Desmoid-type fibromatosis (DF) is a rare monoclonal fibroblastic proliferation that is characterized by locally infiltrative but rarely metastatic lesions. Tyrosine kinase and γ-secretase inhibitors are primarily used in the targeted therapy of DF. The use of these drugs, however, is mainly based on the recommendations of retrospective studies with small sample sizes. Previous studies that focused on the mechanism, efficacy, and safety of targeted therapy for DF were reviewed to provide references for clinical applications and research. The efficacy and safety of targeted therapy were compared with those of other systemic therapy options. Targeted therapy does not provide considerable advantages in efficacy and safety over other medical treatments and is usually applied after the failure of antihormonal therapies, nonsteroidal anti-inflammatory drugs, and chemotherapy. Further studies are required to explore the mechanism, indications, and appropriate drug dosage of the targeted therapy of DF.

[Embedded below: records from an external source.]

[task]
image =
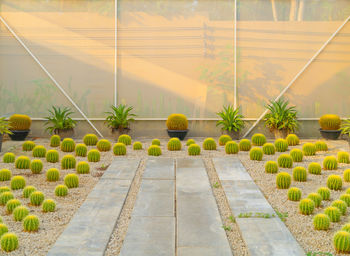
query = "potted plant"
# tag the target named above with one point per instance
(177, 126)
(4, 129)
(20, 127)
(60, 122)
(281, 119)
(119, 119)
(330, 126)
(231, 121)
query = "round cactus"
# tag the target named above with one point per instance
(5, 174)
(68, 162)
(71, 180)
(292, 140)
(281, 145)
(119, 149)
(224, 139)
(36, 166)
(17, 182)
(341, 241)
(174, 144)
(90, 139)
(53, 174)
(325, 193)
(314, 168)
(334, 182)
(55, 141)
(309, 149)
(321, 221)
(321, 146)
(294, 194)
(258, 139)
(306, 206)
(299, 174)
(36, 198)
(285, 161)
(297, 155)
(20, 212)
(22, 162)
(94, 155)
(9, 158)
(68, 145)
(104, 145)
(137, 145)
(31, 223)
(256, 154)
(269, 149)
(194, 150)
(154, 150)
(177, 122)
(9, 242)
(209, 144)
(283, 180)
(124, 138)
(61, 190)
(28, 145)
(83, 167)
(271, 167)
(49, 205)
(231, 147)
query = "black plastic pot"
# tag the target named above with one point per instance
(330, 134)
(19, 135)
(181, 134)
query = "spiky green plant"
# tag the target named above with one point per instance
(306, 206)
(194, 150)
(256, 154)
(294, 194)
(154, 150)
(309, 149)
(321, 221)
(292, 140)
(9, 158)
(71, 180)
(68, 145)
(52, 174)
(104, 145)
(17, 182)
(119, 149)
(258, 139)
(9, 242)
(209, 144)
(90, 139)
(174, 144)
(231, 147)
(285, 161)
(68, 162)
(314, 168)
(83, 167)
(28, 145)
(269, 149)
(297, 155)
(61, 190)
(20, 212)
(283, 180)
(5, 174)
(49, 205)
(31, 223)
(22, 162)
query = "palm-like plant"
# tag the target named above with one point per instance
(231, 119)
(120, 117)
(59, 119)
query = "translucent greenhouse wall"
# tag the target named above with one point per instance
(174, 56)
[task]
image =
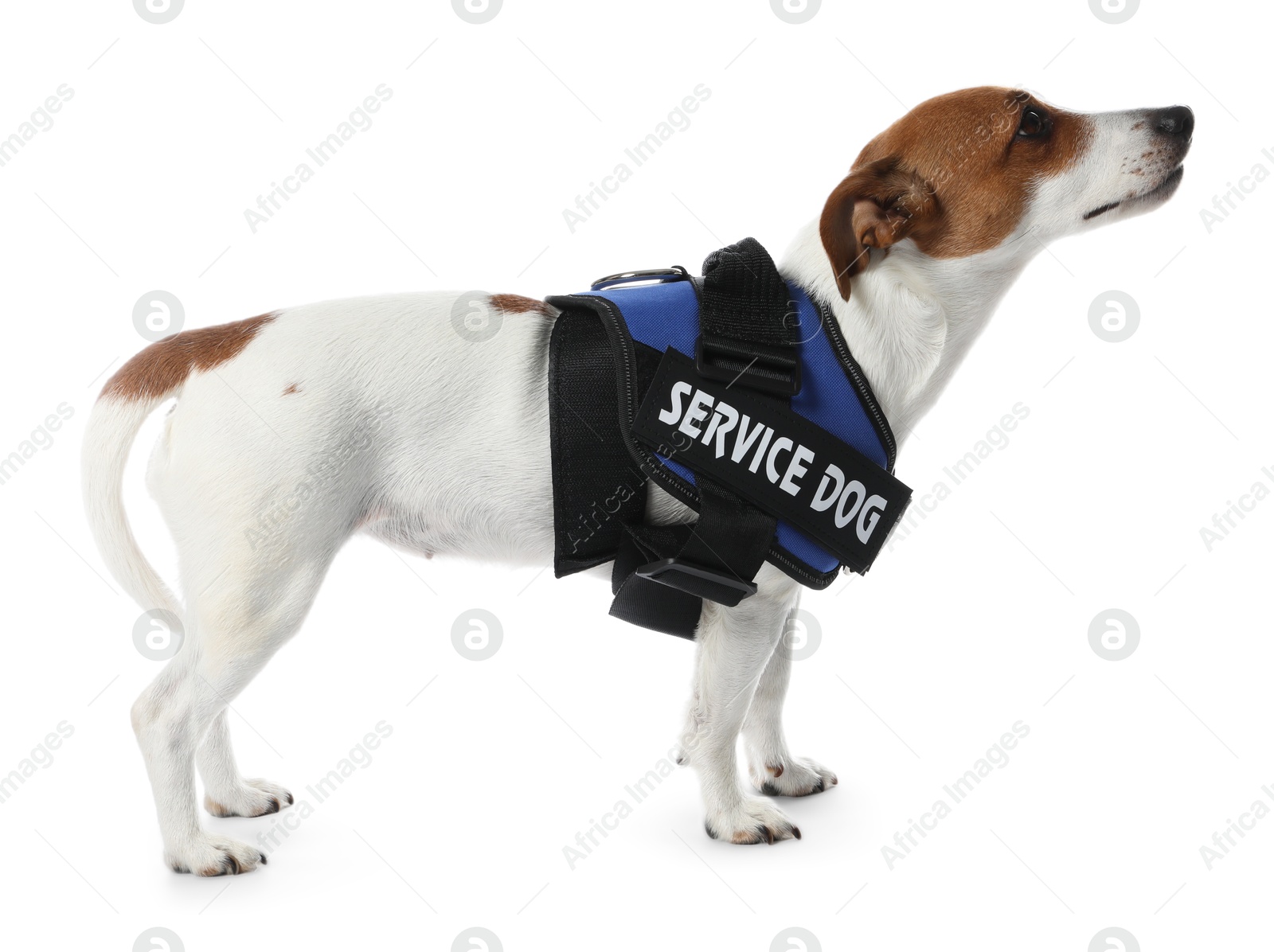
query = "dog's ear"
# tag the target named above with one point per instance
(876, 206)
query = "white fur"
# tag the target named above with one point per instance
(260, 489)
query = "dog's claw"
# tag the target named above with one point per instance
(752, 821)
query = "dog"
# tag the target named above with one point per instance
(914, 250)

Keywords targeted therapy      desmoid-type fibromatosis      tyrosine kinase inhibitor      γ-secretase inhibitor     
Corresponding Authors: Chunyi Hao   
Just Accepted Date: 28 December 2018   Online First Date: 22 February 2019    Issue Date: 02 August 2019
 Cite this article:   
Zhen Wang,Jianhui Wu,Xiuyun Tian, et al. Targeted therapy of desmoid-type fibromatosis: mechanism, current situation, and future prospects[J]. Front. Med., 2019, 13(4): 427-437.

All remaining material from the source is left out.